Recently, Maricopa County Attorney Bill Montgomery was honored by Childhelp with the Founder’s Award- Champion for Children. The award resembles a flame and Childhelp Founder Sara O'Meara remarked that the award is a fitting match for the fire in the heart of Montgomery, who has demonstrated a deep commitment to protecting children in our county. Previous award recipients include former first lady Nancy Reagan and former Arizona Senator Jon Kyl and his wife.
Childhelp Children’s Center of Arizona depends heavily on the support of law enforcement and the legal system to ensure that child welfare cases are brought to justice and that children in the state are protected from heinous crimes. Montgomery has worked for eight years with the organization through their Children’s Center. Honored for being a champion, Montgomery has brought positive attention to the Center and assisted in the work by providing victim advocates and prosecutors to support the Center’s mission.
Since 1998, Childhelp Children’s Center of Arizona has provided treatment, intervention, and investigation services in a child-friendly and child-centric environment.

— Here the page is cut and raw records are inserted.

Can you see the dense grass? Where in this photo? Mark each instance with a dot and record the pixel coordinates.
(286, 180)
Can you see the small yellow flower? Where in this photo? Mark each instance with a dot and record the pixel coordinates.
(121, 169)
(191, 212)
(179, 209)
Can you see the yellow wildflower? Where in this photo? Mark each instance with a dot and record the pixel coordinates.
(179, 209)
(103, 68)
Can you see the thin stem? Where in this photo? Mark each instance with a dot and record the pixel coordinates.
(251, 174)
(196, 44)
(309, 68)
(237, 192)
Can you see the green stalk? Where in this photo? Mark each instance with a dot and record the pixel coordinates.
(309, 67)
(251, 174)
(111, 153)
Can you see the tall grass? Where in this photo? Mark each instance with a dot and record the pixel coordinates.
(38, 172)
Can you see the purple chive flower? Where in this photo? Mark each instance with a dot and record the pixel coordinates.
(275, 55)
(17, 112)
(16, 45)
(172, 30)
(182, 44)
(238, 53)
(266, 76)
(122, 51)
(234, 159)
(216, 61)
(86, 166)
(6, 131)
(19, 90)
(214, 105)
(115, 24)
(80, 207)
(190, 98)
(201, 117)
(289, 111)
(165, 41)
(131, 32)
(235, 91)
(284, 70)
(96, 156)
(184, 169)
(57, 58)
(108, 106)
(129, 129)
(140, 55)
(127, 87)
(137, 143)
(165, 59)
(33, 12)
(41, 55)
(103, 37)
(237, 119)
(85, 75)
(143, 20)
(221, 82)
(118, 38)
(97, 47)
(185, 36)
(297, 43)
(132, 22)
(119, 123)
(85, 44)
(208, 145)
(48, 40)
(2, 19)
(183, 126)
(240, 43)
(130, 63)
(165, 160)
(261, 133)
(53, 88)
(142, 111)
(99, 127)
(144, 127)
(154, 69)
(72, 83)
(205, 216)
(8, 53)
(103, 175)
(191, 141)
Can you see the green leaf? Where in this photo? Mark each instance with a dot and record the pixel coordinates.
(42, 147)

By working in tandem with teams from Phoenix Children’s Hospital, the Office of Child Welfare Investigations and local police agencies, the center offers a multidisciplinary response to child maltreatment cases.
Childhelp was founded in 1959 by Sara O'Meara and Yvonne Fedderson, and has brought the light of hope and healing into the lives of countless children as one of the largest non-profit child abuse prevention and treatment organizations in the nation, dedicated to helping abused, neglected and at-risk children. Childhelp’s programs and services include residential treatment services, children’s advocacy centers, therapeutic foster care, group homes and child abuse prevention, education and training.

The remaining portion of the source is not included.